The 34th Annual Global Strategy Conference hosted by Goldman Sachs in London has just concluded. This year's survey results reveal an extremely fragmented picture: on a macro level, investors have never been more optimistic (strong GDP expectations, recession risks vanished); yet in their micro-level asset allocation, they are frantically seeking safe-haven assets (gold, non-US markets) and view "geopolitics" as a Sword of Damocles hanging over their heads.
Macro Narrative Reconstructed: Recession is Dead, Geopolitics Reigns Supreme Wall Street seems to have declared victory over the economic cycle. The survey shows that fears of a US recession have almost been "zeroed out." Over 80% of clients expect US GDP growth in 2026 to exceed 2%, a figure even more optimistic than Bloomberg's consensus estimate (2.1%). In stark contrast, nobody (0%) believes a recession will occur. However, despite strong economic fundamental expectations, the risk radar is sounding a piercing alarm. Geopolitical risk, with an overwhelming 65%, is considered the biggest threat to the global economy and markets in 2026, more than doubling from last year's 30%. In comparison, the "inflation" risk that once kept markets awake at night has fallen to 12%, while trade risk has plummeted from 41% last year to a mere 4%. This implies that market pricing has completely eliminated hard landing risks while also disregarding the possibility of an inflation rebound. This in itself represents a significant expectation gap—when everyone believes the economy is safe, even minor negative data can trigger sharp volatility. Furthermore, geopolitics, as an unpredictable binary risk, is becoming the primary breeding ground for "black swan" events in market pricing.
Central Bank Policy Expectations: More Dovish Than the Fed Despite strong US economic data, institutional investors remain eager for monetary easing. The survey's weighted average expectation is that the Fed will cut rates by 70 basis points in 2026 (approximately 3 cuts), which is more aggressive than current market pricing (around 50 bps / 2 cuts). More interestingly, investors hold more dovish views on the Bank of England and the European Central Bank than current market pricing suggests. Despite hawkish rhetoric from ECB officials, 35% of investors still expect it to cut rates; expectations for the BoE are even higher, anticipating 60 basis points of cuts. This indicates that the market is currently in a "Goldilocks" illusion: enjoying both strong growth and the prospect of supportive rate cuts from central banks. However, historical experience suggests that such a perfect script rarely passes the test of reality for long.
Equity Strategy Reversal: Long China, Short the "US Stock Faith" The strategy of "blindly buying US stocks" that worked in recent years is losing its effectiveness. Although 82% of respondents are bullish on global equities finishing the year higher, a dramatic shift has occurred in regional preferences:
US Stocks Fall Out of Favor: The proportion of respondents who believe the US will be the best-performing region has plummeted, collapsing from 58% last year to 23%. This is the lowest level since January 2023. Emerging Markets Return: Investors are embracing diversification. Asia (ex-Japan) has become the most favored region, with a 38% vote. Chinese Assets See Expected Recovery: The proportion of respondents who believe China offers the best long-term investment opportunity has rebounded sharply to 25%, up from 9% over the past two years, second only to India's 33%. This suggests that smart money is beginning to re-evaluate the risk-reward profile of Chinese assets, given extremely low valuations and a policy pivot.

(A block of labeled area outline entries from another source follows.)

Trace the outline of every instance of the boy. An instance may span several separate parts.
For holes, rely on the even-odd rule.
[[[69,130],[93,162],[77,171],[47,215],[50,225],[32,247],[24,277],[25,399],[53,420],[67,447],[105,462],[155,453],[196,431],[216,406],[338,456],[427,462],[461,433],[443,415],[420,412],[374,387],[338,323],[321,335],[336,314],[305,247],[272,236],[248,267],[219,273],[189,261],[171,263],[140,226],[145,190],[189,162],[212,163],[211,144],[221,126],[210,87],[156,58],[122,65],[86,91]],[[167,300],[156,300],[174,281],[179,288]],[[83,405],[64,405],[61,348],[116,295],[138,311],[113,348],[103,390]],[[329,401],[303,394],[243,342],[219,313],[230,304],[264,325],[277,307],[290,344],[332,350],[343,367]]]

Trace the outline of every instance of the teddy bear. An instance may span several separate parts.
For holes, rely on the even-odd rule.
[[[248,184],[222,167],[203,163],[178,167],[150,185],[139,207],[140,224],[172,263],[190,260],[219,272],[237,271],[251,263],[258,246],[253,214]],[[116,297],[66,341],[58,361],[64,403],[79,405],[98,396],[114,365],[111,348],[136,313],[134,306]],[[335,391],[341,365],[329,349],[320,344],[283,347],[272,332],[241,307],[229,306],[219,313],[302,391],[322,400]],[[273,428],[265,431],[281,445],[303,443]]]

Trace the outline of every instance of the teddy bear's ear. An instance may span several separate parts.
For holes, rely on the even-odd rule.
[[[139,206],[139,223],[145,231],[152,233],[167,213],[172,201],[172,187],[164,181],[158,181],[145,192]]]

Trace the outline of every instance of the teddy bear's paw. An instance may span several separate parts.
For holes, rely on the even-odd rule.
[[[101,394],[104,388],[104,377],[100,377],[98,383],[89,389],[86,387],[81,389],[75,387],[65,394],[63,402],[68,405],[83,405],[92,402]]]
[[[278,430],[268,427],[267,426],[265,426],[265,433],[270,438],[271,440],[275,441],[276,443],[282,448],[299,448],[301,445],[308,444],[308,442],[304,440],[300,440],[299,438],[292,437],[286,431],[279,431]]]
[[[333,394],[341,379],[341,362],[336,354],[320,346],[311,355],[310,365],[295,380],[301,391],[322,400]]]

In terms of sector style, while tech stocks remain the top choice (31%), their leading advantage has narrowed significantly. More notably, 60% of investors believe the S&P 493 will outperform the "Magnificent Seven." This implies that the extremely crowded "AI mega-cap crowding" trade could be facing unwinding, with funds flowing towards long-neglected value opportunities.
Hard Asset Frenzy: Gold Target Raised to $5000, Oil Mired in Bear Market The commodity market exhibits extreme polarization, directly reflecting investor distrust in the fiat currency system and their assessment of real economy supply and demand:
Copper is the New Oil: 45% of investors believe copper will be the highest-returning commodity in 2026, triple last year's percentage. This is directly linked to surging power demand driven by AI data center construction and electrification. Gold Faith Soars: Gold prices have already surged 65% in 2025 (currently around $4510/oz), yet bulls remain rampant. 42% believe the price will continue to rally into the $5000-$6000 range, with another 10% targeting above $6000. Only 7% expect a pullback below $4000. Oil is Abandoned: Energy bulls have completely capitulated. 54% of respondents expect Brent crude to fall below $60/barrel (compared to just 5% last year). This reflects extreme pessimism regarding supply gluts from non-OPEC countries and peaking global demand.
This "buy metals, sell oil" strategy is essentially a bet on an "electrified future" and against the "fossil fuel era." Simultaneously, the疯狂的 gold price expectations represent not just a bet on central bank buying, but also the most direct hedge against geopolitical turmoil.